"La Vere skillfully analyzes a complicated history previously oversimplified. Many scholars have traditionally treated the indigenous peoples of what is today eastern North Carolina as passive, though sympathetic, recipients of a colonization process that caused their ‘disappearance’ after the Tuscarora war. . . . La Vere carefully keeps Indigenous peoples at the center of his narrative, as he should."—Christopher Arris Oakley, author of New South Indians: Tribal Economics and the Eastern Band of Cherokee in the Twentieth Century
In the wake of their victory in the Tuscarora War (1711–15), English settlers forced the Tuscarora Indians of eastern North Carolina, along with the Meherrin, Core, Chowan, Mattamuskeet, Neuse, Hatteras, Bay River, and White Oak River Indians, to become colonial tributaries with assigned land reserves. As tributaries, these Native tribes had special duties and rights recognized by the colony, but they also had to navigate a new world thrust upon them by the colonial government and white settlers.
Historian David La Vere argues that through this devious sleight of hand, the colony erased these groups’ designation as “Indians,” eliding their official, documented existence.

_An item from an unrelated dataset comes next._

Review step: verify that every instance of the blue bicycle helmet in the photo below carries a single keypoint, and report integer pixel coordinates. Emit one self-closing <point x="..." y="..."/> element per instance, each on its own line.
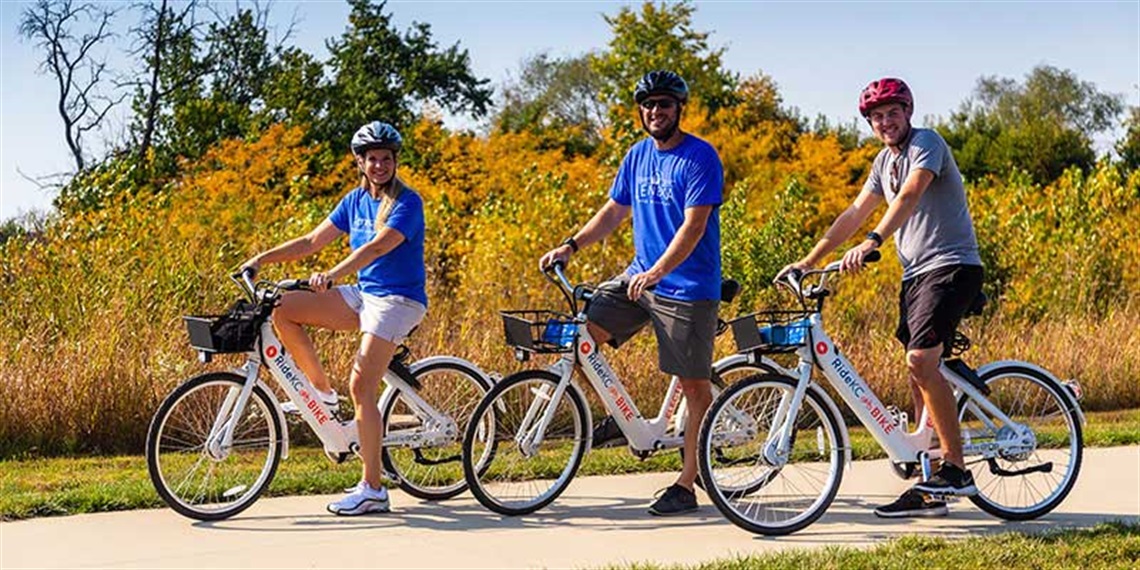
<point x="376" y="135"/>
<point x="661" y="82"/>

The paper genocide of these Native peoples of eastern North Carolina reinforced the growing binary of Black and white society with no place for Native Americans. La Vere traces the process of racialization for both the Native American and wider North Carolinian populations in the decades that followed the war, using previously undiscovered material to chart the dehumanization that occurred as well as the repercussions of the tributary policies that were still felt nearly 200 years after the conflict.
David La Vere is professor of history at the University of North Carolina Wilmington. He is the author of The Tuscarora War: Indians, Settlers, and the Fight for the Carolina Colonies; Looting Spiro Mounds: An American King Tut’s Tomb; and Contrary Neighbors: Southern Plains and Removed Indians in Indian Territory, along with several other titles.